The goal of Fractal is to enable chats to have nice UI components embedded directly within.

The basic flow of data looks something like this:

  • A user prompts an agent to help with a task
  • The agent decides to call a tool
  • The tool returns a UI component to the agent
  • The agent forwards the UI component to the chat UI.
  • The chat UI displays the component for the user.

A couple things must happen to make this possible:

Standardized UIResource Interface

MCP clients and servers must agree on a standardized format for representing UI components in a tool response. The UIResource introduced by MCP UI is a solid candidate for standardization.

Iframes for secure rendering

Chat applications need an isolated environment for securely rendering UIResources from untrusted sources. Iframes do the trick here. With an iframe you can render raw HTML (which are often faster and permits more ergonomic dev tooling) or you can render external URLs (which are more secure and simple to reason about as standalone apps).

Fractal UIMessenger Protocol

The isolation that iframes give is a double edged sword - we achieve some level of security but it costs us responsiveness in the UI. Without some aditional wiring, components running within the iframe won’t be able to receive data to from outside the iframe, the parent won’t know what size to assign the iframe component, and key events such as link clicks wont open new tabs.

We address this with a messaging protocol between the iframe and its parent. This messaging protocol allows the embedded component to receive render data from the parent, and notify it of key events, such as links being clicked, the component resizing, the user presses a button, etc. Some of these notifications happen automatically, such as data passing and component resizing. Other operations are at the discretion of the developer. For example, to allow a user to open a link from an embedded component, the MCP dev must define something like this:

const {link} = useUIMessenger() // ... onClick={() => link("https://example.com")}

The useUIMessenger hook can be imported from @fractal-mcp/server-ui-react, and handles the embedded side of the UIMessenger protocol.

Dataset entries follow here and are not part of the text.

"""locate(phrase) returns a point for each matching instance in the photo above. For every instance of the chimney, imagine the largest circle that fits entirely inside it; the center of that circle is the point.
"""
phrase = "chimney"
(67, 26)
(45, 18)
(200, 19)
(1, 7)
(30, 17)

and the chat agent dev must properly handle these events.

Check out this guide for more information on bundling.

A Beefed Up Iframe Component

Fractal’s @fractal-mcp/client-ui-react library exports a FractalUIResourceRenderer component which renders a UIResource in an iframe and handles setting up the client side of the UIMessenger protocol.

Component Bundling

FractalUIResourceRenderer can handle both external URLs and raw HTML.

For developers who have an existing application which they would like to repurpose, the quickest path is to point UIResources towards the URL of the existing hosted application.

But if you don’t have an existing application or if you need optimized performance, you can try bundling your component into a single HTML file and passing it as raw HTML in your UIResource.

You can use the npx @fractal-mcp/cli bundle command.